They knew that they were going to face challenges also but at the same time they were assured of their ability to do so easily with such a supportive mother like queen and her guidance. They directly went to the meditation hall. It was a beautiful morning and it was drizzling. colourful peacocks were dancing in the garden raindrops falling and depositing on the petals of beautiful lotuses floating in the pond nearby. In the centre, there was a huge Pipal tree which possibly resembled the Bodhi tree under which Buddha meditated and experienced Nirvana. Its shade looked very comforting as if it were offering shelter to the people from the brunt of harsh sun when it was sunny and hot. Trees are truly like parents. They themselves stand in the sun just to provide shelter to their children, undemanding and selfless.

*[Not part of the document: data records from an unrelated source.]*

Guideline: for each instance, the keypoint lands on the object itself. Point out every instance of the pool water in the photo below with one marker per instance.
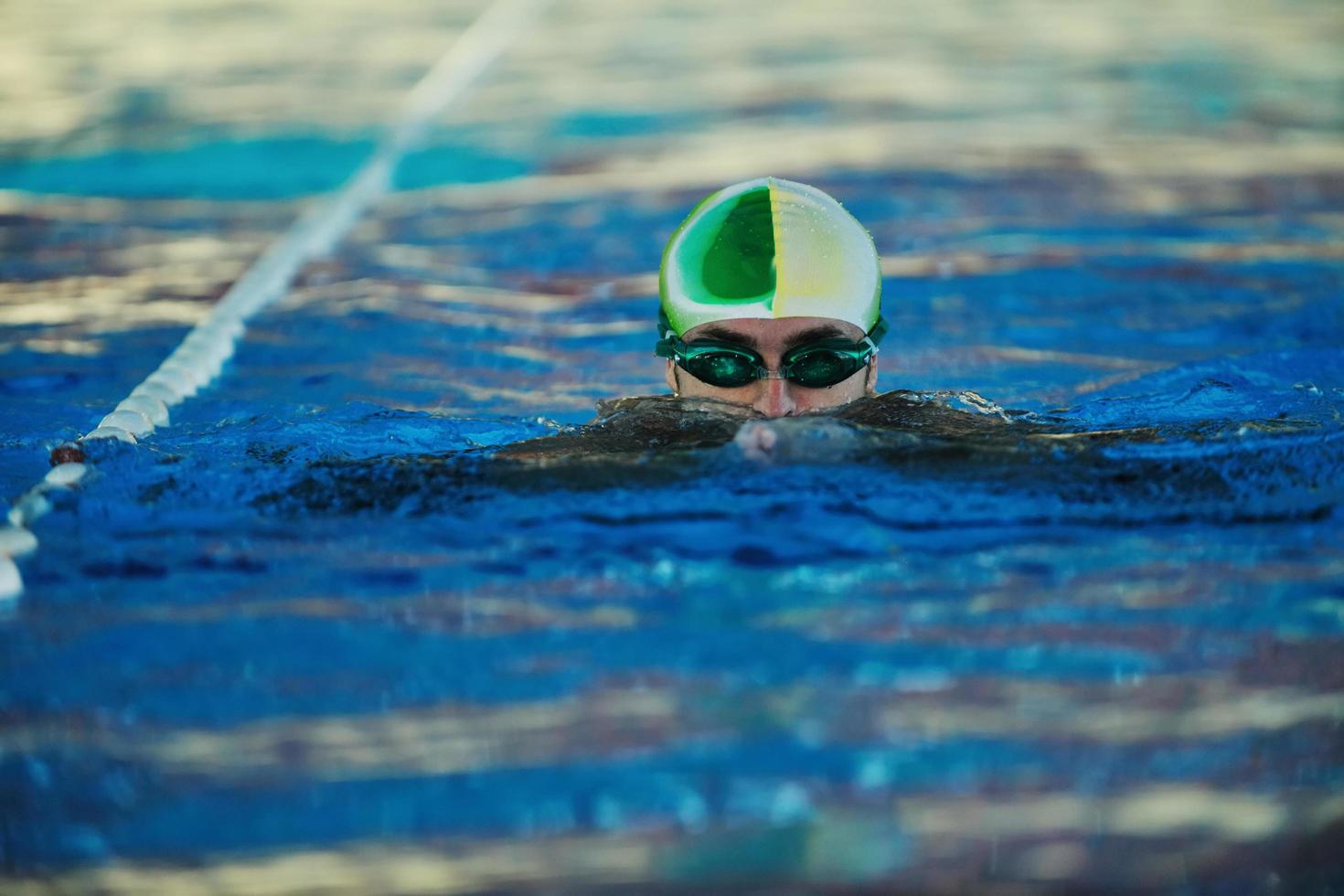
(1064, 610)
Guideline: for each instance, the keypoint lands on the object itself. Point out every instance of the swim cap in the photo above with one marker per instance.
(769, 248)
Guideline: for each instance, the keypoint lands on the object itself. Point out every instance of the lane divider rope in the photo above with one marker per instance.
(200, 357)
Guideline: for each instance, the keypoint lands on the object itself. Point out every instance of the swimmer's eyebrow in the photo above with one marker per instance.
(814, 335)
(722, 335)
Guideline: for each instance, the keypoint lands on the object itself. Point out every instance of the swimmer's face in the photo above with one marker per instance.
(772, 338)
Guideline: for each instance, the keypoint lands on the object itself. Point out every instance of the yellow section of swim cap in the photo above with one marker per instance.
(826, 265)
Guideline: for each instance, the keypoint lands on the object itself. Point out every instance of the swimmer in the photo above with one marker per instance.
(771, 300)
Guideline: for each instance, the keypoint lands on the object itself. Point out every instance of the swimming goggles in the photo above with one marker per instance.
(728, 366)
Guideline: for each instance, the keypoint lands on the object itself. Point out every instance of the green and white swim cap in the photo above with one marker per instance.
(769, 248)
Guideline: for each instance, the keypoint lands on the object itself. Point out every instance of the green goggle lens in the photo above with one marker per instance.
(821, 367)
(722, 368)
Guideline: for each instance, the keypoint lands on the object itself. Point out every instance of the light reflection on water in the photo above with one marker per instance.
(323, 633)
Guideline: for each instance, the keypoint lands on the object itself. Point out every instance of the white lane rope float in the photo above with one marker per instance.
(200, 357)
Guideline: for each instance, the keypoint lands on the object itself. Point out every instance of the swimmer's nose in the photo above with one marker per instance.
(775, 400)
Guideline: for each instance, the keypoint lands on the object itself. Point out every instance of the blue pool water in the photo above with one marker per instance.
(322, 613)
(405, 602)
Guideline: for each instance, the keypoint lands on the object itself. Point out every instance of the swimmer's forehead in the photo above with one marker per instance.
(769, 249)
(784, 332)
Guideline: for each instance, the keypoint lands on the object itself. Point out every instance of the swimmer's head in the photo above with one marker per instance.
(784, 272)
(769, 249)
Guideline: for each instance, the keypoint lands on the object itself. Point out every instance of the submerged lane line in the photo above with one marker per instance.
(200, 357)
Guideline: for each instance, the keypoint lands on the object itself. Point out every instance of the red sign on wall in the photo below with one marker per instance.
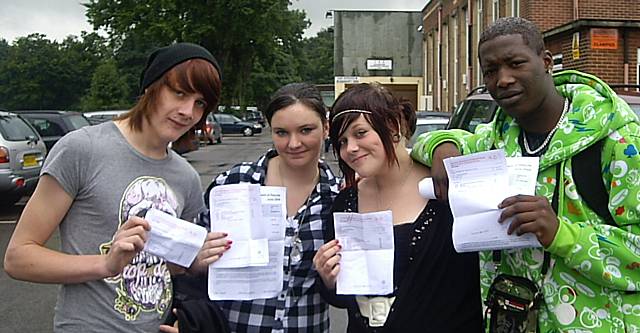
(604, 39)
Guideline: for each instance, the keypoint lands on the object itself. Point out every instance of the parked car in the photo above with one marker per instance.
(211, 132)
(22, 153)
(53, 124)
(233, 125)
(428, 122)
(97, 117)
(479, 107)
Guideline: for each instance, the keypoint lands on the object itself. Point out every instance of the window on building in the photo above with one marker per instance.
(495, 10)
(557, 62)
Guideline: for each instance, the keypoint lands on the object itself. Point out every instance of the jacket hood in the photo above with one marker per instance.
(595, 112)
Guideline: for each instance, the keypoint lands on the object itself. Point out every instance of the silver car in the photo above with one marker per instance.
(22, 153)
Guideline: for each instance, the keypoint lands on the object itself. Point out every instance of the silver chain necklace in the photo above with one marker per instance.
(296, 245)
(546, 140)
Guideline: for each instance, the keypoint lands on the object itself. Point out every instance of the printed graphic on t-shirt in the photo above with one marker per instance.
(145, 284)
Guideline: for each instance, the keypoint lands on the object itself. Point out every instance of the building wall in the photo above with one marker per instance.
(395, 35)
(557, 19)
(362, 35)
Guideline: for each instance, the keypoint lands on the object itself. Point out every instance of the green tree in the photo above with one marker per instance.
(240, 33)
(36, 73)
(108, 89)
(28, 74)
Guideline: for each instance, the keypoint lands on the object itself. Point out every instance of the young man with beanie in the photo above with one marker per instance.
(587, 268)
(95, 184)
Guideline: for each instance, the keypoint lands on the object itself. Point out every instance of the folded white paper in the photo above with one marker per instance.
(366, 264)
(478, 183)
(247, 283)
(237, 210)
(177, 241)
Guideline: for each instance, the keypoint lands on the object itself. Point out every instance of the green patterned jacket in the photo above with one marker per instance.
(595, 267)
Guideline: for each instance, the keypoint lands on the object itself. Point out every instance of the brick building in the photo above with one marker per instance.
(379, 46)
(601, 37)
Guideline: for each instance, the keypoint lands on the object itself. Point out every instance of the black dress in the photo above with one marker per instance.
(439, 290)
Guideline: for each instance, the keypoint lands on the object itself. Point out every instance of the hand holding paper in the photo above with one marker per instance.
(478, 183)
(173, 239)
(366, 264)
(237, 210)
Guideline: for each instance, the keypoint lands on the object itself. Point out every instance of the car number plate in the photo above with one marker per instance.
(29, 161)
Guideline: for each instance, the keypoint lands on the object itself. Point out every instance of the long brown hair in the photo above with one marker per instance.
(388, 116)
(191, 76)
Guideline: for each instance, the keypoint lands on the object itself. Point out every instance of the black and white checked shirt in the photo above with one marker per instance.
(298, 307)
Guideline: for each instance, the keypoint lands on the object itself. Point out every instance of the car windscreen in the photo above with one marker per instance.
(15, 129)
(424, 128)
(78, 121)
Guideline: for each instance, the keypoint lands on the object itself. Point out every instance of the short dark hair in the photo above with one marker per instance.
(531, 35)
(292, 93)
(387, 113)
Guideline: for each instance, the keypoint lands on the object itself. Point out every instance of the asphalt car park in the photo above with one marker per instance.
(233, 125)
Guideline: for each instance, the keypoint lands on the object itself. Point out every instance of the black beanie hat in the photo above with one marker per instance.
(165, 58)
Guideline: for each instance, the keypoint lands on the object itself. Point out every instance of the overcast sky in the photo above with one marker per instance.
(60, 18)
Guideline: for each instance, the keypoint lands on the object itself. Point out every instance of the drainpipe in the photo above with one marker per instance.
(439, 83)
(625, 47)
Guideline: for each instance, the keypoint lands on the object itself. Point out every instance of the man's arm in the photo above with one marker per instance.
(613, 252)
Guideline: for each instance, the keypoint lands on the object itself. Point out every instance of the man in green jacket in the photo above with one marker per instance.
(594, 272)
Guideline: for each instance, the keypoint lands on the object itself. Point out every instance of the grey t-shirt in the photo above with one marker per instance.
(110, 181)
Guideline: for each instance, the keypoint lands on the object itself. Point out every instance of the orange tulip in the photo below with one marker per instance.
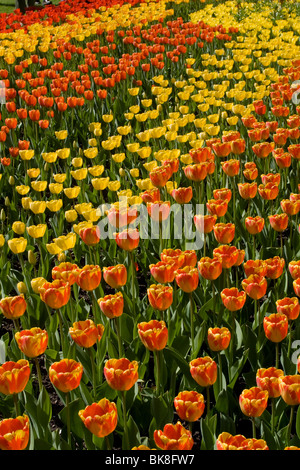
(255, 286)
(218, 338)
(289, 307)
(289, 387)
(253, 401)
(189, 405)
(205, 223)
(14, 433)
(66, 271)
(32, 342)
(160, 296)
(294, 269)
(55, 294)
(121, 374)
(276, 327)
(279, 222)
(187, 278)
(254, 225)
(274, 267)
(115, 276)
(66, 374)
(173, 437)
(13, 307)
(86, 333)
(163, 272)
(210, 268)
(255, 266)
(100, 418)
(128, 239)
(232, 299)
(112, 305)
(217, 207)
(228, 255)
(224, 233)
(153, 334)
(247, 190)
(90, 235)
(268, 379)
(204, 371)
(14, 376)
(89, 277)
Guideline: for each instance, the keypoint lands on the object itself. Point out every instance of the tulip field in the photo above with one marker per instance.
(149, 230)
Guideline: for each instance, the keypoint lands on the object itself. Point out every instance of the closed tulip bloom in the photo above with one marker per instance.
(14, 376)
(153, 334)
(268, 379)
(163, 272)
(90, 235)
(224, 233)
(254, 225)
(268, 191)
(189, 405)
(289, 306)
(66, 374)
(32, 342)
(232, 299)
(187, 278)
(173, 437)
(182, 195)
(274, 267)
(67, 272)
(14, 433)
(253, 401)
(13, 307)
(115, 276)
(121, 374)
(279, 222)
(289, 387)
(276, 327)
(218, 338)
(100, 418)
(210, 268)
(217, 207)
(255, 266)
(160, 296)
(55, 294)
(247, 190)
(112, 305)
(89, 277)
(255, 286)
(128, 239)
(227, 254)
(204, 371)
(86, 333)
(205, 223)
(294, 269)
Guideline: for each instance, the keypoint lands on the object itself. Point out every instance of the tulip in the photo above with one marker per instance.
(115, 276)
(86, 333)
(89, 277)
(173, 437)
(160, 296)
(276, 327)
(14, 433)
(232, 299)
(100, 418)
(189, 405)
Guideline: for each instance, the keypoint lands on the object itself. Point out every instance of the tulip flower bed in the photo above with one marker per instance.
(117, 330)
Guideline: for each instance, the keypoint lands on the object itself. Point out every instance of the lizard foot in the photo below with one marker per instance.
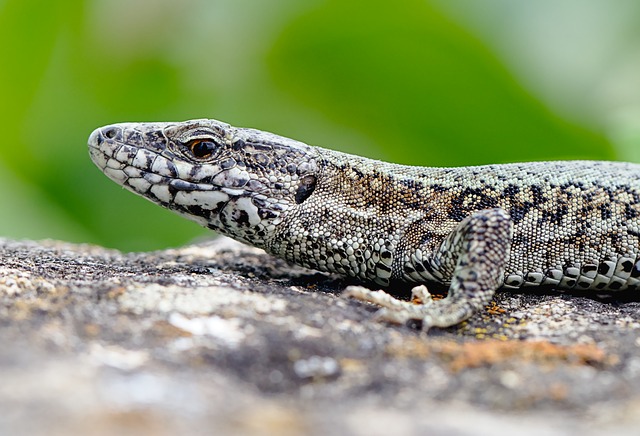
(397, 311)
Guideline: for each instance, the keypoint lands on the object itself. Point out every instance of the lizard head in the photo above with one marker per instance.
(241, 182)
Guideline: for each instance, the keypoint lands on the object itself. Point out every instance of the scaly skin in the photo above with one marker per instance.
(572, 224)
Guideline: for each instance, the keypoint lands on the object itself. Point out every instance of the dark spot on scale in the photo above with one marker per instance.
(604, 268)
(266, 213)
(572, 275)
(306, 188)
(228, 163)
(518, 212)
(536, 193)
(629, 212)
(605, 211)
(634, 233)
(238, 145)
(196, 210)
(241, 217)
(510, 191)
(383, 267)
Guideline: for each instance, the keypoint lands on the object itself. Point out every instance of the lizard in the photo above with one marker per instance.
(566, 224)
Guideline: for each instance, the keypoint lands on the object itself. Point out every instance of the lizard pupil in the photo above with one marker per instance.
(201, 148)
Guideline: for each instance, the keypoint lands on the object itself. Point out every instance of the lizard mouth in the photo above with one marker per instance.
(137, 168)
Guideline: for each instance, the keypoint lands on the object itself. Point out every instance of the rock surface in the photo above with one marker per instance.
(220, 338)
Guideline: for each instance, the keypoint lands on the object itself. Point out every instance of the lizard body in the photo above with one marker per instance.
(569, 224)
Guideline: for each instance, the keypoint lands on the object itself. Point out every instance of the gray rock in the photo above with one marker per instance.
(220, 338)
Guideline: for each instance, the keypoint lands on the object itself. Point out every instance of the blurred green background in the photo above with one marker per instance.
(440, 82)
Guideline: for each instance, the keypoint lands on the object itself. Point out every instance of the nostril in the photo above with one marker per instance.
(110, 132)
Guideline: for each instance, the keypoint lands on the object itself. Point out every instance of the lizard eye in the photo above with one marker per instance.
(202, 148)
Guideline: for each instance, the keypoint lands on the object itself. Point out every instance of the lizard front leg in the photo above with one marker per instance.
(472, 258)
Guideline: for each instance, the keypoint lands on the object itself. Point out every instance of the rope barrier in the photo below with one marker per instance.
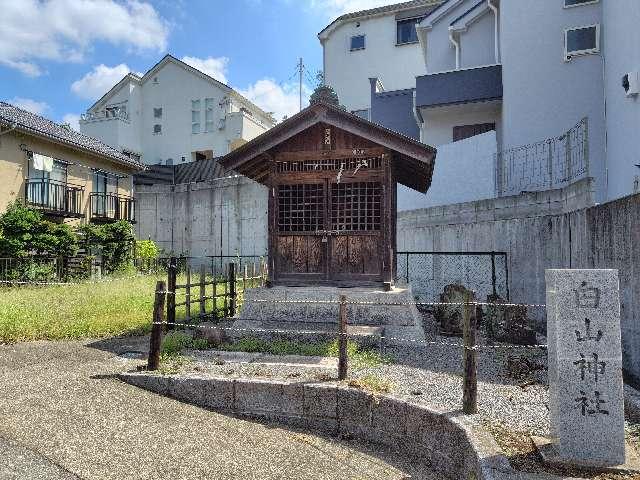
(352, 334)
(382, 304)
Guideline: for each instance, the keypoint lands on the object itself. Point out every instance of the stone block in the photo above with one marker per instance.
(185, 389)
(258, 396)
(354, 411)
(211, 333)
(320, 407)
(293, 399)
(156, 383)
(389, 415)
(586, 399)
(219, 394)
(509, 324)
(451, 317)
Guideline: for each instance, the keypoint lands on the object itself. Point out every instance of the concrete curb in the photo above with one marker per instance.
(450, 443)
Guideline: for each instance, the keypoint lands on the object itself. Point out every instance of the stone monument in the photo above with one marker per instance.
(586, 400)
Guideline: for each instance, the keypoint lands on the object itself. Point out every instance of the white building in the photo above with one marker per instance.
(380, 42)
(174, 113)
(517, 96)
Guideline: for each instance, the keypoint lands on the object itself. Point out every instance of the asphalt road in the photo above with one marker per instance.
(63, 416)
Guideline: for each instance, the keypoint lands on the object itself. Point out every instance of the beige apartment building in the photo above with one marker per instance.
(67, 175)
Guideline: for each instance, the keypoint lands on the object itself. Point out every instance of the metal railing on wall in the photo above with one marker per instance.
(552, 163)
(487, 273)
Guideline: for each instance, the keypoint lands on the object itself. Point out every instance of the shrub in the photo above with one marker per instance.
(25, 232)
(146, 251)
(174, 343)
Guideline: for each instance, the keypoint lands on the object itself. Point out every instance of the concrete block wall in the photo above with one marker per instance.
(451, 444)
(222, 217)
(555, 229)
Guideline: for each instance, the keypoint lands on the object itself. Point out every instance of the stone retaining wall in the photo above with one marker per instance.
(453, 445)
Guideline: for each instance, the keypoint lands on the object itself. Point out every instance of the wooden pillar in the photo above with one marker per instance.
(388, 248)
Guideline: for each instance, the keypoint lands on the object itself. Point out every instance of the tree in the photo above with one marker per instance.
(324, 93)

They reached the meditation hall where the queen was already waiting for them. Contrary to her otherwise ornamented look, she was draped in a very simple attire made of linen. She looked very pretty and poised. Both of them touched her feet and she filled them in her arms like a mother and embracing them she took them inside the hall and said, “Welcome to a new life my children! Welcome to this wonderful journey of mentor and disciple!”
Drishti requested Sulochana if the door of the mysterious looking altar could now be opened for them to have a look inside. She said,”Can we now have a look inside this altar? I am very eager to see the idol of the god we are going to worship.”The Queen smiled and told them that it was called a Butsudan and opened its door. Both of them were surprised to see that there was no statue inside but just a painting in which some text in some unknown language was inscribed. Sunaina and Drishti burst with questions and asked Sulochana what was that written on the paper which did not look like Hindi. What language is this? What is its meaning? Why isn’t there any idol of god inside?
The Queen smiled and she found the question obvious since she also had the same question in her mind when she was introduced to all this for the first time. The Queen replied, “Our practice is called Nichiren Buddhism which owes its Inception to Nichiren Daishonin Who conceptualised it in 13th century after studying various Buddhist sutras he reached to the conclusion that the Lotus Sutra contains the ultimate truth which had the potential to awaken every individual to his buddhahood without a single exception. He distilled all the 28 chapters of Lotus sutra to a small sutra which was the Chinese translation of Saddharma Pundrika Sutra in Sanskrit.
Daishonin was a Japanese by nationality and in Japanese language this sutra was ‘Myoho Renge Kyo’. To this, Nichiren added ‘Nam’ to make it ‘Nam-Myoho-Renge-Kyo’. This sutra now known as Daimoku, is the one we will be chanting for the rest of our life. Before imparting it to other people you will start feeling the power of Daimoku. You will see the transformation in yourself with each passing day, be it your health, mental state, your financial state or your feeling of well being. It is going to change everything for better and the changes will be gradual but clearly visible.
Daishonin described Nam-Myoho-Renge-Kyo as the soul and the eye of all the sutras. As far as the meaning is concerned Nam is derived from the Sanskrit word Namu or Namas which means to devote one’s life. Myo ho is the mystic nature of life and ho to its manifestation. Myo and ho corresponds to life and death respectively. Renge means the Lotus flower which has a unique attribute of blooming and producing seeds simultaneously. Hence representing the coexistence of cause and effect and explains that if we change ourselves, our destiny shall change too. Kyo means Sutra or teaching by the Buddha. This means when our voices resonate while chanting Nam-Myoho-Renge-Kyo together, it stimulates buddha nature within us and others in our environment.